Command-line interface#
swh scrubber#
main command group of the datastore scrubber
Expected config format:
scrubber:
cls: postgresql
db: "service=..." # libpq DSN
# for storage checkers + origin locator only:
storage:
cls: postgresql # cannot be remote for checkers, as they need direct
# access to the pg DB
db": "service=..." # libpq DSN
objstorage:
cls: memory
# for journal checkers only:
journal:
# see https://docs.softwareheritage.org/devel/apidoc/swh.journal.client.html
# for the full list of options
sasl.mechanism: SCRAM-SHA-512
security.protocol: SASL_SSL
sasl.username: ...
sasl.password: ...
group_id: ...
privileged: True
message.max.bytes: 524288000
brokers:
- "broker1.journal.softwareheritage.org:9093
- "broker2.journal.softwareheritage.org:9093
- "broker3.journal.softwareheritage.org:9093
- "broker4.journal.softwareheritage.org:9093
- "broker5.journal.softwareheritage.org:9093
object_types: [directory, revision, snapshot, release]
auto_offset_reset: earliest
swh scrubber [OPTIONS] COMMAND [ARGS]...
Options
- -C, --config-file <config_file>#
Configuration file.
check#
group of commands which read from data stores and report errors.
swh scrubber check [OPTIONS] COMMAND [ARGS]...
init#
Initialise a scrubber check configuration for the datastore defined in the configuration file and given object_type.
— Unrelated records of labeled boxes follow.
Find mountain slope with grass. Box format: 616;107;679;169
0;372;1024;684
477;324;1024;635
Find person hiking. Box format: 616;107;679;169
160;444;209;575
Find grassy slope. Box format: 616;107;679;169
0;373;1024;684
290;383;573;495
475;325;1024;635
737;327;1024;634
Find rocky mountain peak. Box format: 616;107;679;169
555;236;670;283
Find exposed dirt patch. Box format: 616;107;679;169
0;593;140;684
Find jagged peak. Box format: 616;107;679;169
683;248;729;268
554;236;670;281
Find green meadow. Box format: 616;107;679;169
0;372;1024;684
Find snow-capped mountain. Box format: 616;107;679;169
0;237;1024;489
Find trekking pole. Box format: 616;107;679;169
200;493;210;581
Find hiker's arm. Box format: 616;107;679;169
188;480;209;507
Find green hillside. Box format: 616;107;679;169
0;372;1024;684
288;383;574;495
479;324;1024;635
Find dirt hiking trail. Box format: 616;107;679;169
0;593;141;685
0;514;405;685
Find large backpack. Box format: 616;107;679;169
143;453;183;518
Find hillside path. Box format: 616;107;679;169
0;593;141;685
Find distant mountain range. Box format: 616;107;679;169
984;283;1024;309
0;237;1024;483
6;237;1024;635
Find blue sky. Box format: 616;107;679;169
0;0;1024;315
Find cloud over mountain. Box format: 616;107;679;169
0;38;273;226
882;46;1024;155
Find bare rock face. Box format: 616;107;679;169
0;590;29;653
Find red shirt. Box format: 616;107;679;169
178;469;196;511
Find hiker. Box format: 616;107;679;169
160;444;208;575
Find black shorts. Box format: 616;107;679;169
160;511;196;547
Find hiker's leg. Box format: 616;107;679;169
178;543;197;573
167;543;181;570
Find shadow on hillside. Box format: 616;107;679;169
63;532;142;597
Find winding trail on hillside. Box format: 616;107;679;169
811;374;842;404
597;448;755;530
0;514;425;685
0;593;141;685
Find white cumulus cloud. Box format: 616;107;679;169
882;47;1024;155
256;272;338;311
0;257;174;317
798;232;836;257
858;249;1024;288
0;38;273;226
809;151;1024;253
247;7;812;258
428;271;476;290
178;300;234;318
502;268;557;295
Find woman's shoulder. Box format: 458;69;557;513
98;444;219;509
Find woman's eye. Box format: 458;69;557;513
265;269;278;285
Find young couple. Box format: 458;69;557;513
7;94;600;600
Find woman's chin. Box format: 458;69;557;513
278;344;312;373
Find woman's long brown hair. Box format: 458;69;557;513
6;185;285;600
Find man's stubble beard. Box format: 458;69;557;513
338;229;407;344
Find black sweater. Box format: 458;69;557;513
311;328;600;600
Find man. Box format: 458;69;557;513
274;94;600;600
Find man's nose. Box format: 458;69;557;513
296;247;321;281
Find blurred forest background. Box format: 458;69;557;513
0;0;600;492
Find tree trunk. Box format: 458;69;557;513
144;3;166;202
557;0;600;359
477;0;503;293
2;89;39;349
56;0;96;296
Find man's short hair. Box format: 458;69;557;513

A checker configuration configuration consists simply in a set of:
backend: the datastore type being scrubbed (storage, objstorage or journal),
object-type: the type of object being checked,
nb-partitions: the number of partitions the hash space is divided in; must be a power of 2,
name: an unique name for easier reference,
check-hashes: flag (default to True) to select the hash validation step for this scrubbing configuration,
check-references: flag (default to True for storage and False for the journal backend) to select the reference validation step for this scrubbing configuration.
swh scrubber check init [OPTIONS] {storage|journal|objstorage}
Options
- --object-type <object_type>#
- Options:
snapshot | revision | release | directory | content
- --nb-partitions <nb_partitions>#
- --name <name>#
- --check-hashes, --no-check-hashes#
- --check-references, --no-check-references#
Arguments
- BACKEND#
Required argument
list#
List the know configurations
swh scrubber check list [OPTIONS]
run#
Run the scrubber checker configured as name and reports corrupt objects to the scrubber DB.
This runs a single thread; parallelism is achieved by running this command multiple times.
This command references an existing scrubbing configuration (either by name or by id); the configuration holds the object type, number of partitions and the storage configuration this scrubbing session will check on.
swh scrubber check run [OPTIONS] [NAME]
Options
- --config-id <config_id>#
Config ID (is config name is not given as argument)
- --use-journal#
Flag only relevant for running an object storage scrubber, if set content ids are consumed from a kafka topic of SWH journal instead of getting them from a storage
- --limit <limit>#
Arguments
- NAME#
Optional argument
running#
List partitions being checked for the check session <name>
swh scrubber check running [OPTIONS] [NAME]
Options
- --config-id <config_id>#
Arguments
- NAME#
Optional argument
stalled#
List the stuck partitions for a given config
swh scrubber check stalled [OPTIONS] [NAME]
Options
- --config-id <config_id>#
- --for <delay>#
Delay for a partition to be considered as stuck; in seconds or ‘auto’
- --reset#
Reset the stalled partition so it can be grabbed by a scrubber worker
Arguments
- NAME#
Optional argument
stats#
Display statistics for the check session <name>
swh scrubber check stats [OPTIONS] [NAME]
Options
- --config-id <config_id>#
- -j, --json#
Arguments
- NAME#
Optional argument
fix#
For each known corrupt object reported in the scrubber DB, looks up origins that may contain this object, and records them; so they can be used later for recovery.
swh scrubber fix [OPTIONS]
Options
- --start-object <start_object>#
- --end-object <end_object>#
locate#
For each known corrupt object reported in the scrubber DB, looks up origins that may contain this object, and records them; so they can be used later for recovery.
swh scrubber locate [OPTIONS]
Options
- --start-object <start_object>#
- --end-object <end_object>#